Умыться? Так у него же кровь на лице!
* * *
Профессор и вправду профессором оказался, самым настоящим. Даже знакомым. Свой, университетский, хоть и не с родного истфака. Но и у них читает – спецкурс на одной из кафедр, кажется. Имени-отчества Алеша не знал, потому и вспомнить не пытался. Но поздоровался смело:
– Добрый день!
С первого же курса себя приучил. Не «здрасьте!», а именно «добрый день!» – или «вечер», по обстановке. Солиднее как-то.
– Добрый вечер, Алексей!
Значит, уже вечер. В пикет, телевидение родное защищать, с утра вышли Быстро как!
Знакомились очень официально, словно на приеме. Женя, как Алеша из ванны выбрался, лично в комнату провела, представила. Пиджак Профессор уже снял, но и в рубахе с галстуком выглядел очень внушительно. Не потому, что весу много, такого как раз и не наблюдалось. Профессора не только толстые бывают и не только худые. Это больше в кино, где вся интеллигенция вроде клоунов цирковых – мекают, экают, надевают вместо шляпы сковороду, улицу правильно перейти не могут. Нормальные профессора тоже встречаются. Иногда.
…Этот из нормальных. Под пятьдесят, а крепкий, рост хоть и не с Хорста, но его, Алексея, точно повыше. Накачанный, мускулы даже сквозь рубаху видны. Ка-а-ак двинет! Разве что бородка интеллигентская, словно у товарища Троцкого, так бороды сейчас в моде.
И очки на носу.
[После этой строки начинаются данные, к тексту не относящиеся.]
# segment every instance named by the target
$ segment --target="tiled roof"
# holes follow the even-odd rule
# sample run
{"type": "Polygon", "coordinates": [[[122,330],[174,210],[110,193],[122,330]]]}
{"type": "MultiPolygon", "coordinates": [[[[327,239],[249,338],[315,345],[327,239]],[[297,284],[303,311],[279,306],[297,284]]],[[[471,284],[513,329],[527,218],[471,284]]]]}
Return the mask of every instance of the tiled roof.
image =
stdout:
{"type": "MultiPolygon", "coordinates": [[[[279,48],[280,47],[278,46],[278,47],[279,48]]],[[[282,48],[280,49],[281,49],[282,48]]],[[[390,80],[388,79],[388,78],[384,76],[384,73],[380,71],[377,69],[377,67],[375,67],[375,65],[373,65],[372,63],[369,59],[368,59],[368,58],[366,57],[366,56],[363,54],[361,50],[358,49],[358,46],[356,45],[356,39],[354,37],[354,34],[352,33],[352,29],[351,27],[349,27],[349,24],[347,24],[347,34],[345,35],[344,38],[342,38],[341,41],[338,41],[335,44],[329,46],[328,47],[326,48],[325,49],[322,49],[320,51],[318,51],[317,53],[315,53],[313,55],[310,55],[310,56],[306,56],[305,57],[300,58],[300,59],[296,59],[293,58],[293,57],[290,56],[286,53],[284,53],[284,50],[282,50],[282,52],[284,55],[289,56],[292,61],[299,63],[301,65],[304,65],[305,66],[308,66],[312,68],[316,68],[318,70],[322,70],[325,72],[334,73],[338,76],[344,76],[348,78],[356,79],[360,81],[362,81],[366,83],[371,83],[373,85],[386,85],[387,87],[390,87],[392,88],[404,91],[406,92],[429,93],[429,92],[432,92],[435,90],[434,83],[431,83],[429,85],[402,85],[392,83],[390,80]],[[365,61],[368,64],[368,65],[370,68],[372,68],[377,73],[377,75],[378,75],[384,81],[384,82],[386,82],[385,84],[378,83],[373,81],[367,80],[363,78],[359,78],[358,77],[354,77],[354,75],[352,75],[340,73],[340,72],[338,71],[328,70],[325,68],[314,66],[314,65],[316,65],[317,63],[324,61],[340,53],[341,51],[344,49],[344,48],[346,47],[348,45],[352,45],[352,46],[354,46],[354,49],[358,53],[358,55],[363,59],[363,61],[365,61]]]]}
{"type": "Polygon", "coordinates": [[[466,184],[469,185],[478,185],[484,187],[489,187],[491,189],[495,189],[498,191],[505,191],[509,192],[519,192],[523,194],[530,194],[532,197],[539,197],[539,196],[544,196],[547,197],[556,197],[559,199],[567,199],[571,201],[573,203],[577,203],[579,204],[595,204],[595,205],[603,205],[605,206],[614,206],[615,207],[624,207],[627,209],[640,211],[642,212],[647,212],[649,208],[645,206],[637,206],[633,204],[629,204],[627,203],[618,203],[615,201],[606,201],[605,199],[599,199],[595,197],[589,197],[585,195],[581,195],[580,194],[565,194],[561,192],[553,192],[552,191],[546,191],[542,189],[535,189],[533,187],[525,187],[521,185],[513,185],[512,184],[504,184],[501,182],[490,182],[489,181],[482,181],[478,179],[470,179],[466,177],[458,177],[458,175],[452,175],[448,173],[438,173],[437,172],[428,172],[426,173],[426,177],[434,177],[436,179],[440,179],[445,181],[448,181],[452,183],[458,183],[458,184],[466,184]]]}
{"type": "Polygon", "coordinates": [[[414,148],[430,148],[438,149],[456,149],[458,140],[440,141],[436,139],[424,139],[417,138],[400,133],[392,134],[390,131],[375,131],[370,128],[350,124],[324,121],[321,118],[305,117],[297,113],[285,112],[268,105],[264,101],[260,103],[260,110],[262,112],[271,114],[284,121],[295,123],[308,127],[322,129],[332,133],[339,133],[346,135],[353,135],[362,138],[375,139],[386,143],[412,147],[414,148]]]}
Такие, как у дочки. Семейные!
– Мне уже все рассказали. Садитесь, Алексей!
Сел, не стал спорить – прямо в кресло у телевизора, потому как знакомиться в другую комнату привели, побольше. Диван, кресла, на стенах не гравюры, а цветные фотографии.
Аквариум – на столике возле окна. Без воды.
Алексея в кресло усадили, сам профессор в соседнем устроился, а Хорст с Женей как стояли, так и стоять остались, чуть ли не по стойке «смирно». Молчат, не переглядываются даже. Что-то это Алеше напомнило, чуть ли не старую картину «Допрос коммуниста».
Только кто из них коммунист?
Профессор помолчал, пальцы крепкие сцепил, посмотрел в темное окно. И Алеша не удержался – тоже взглянул. Ничего – только ветки голые. Летом, поди, листва весь свет застит!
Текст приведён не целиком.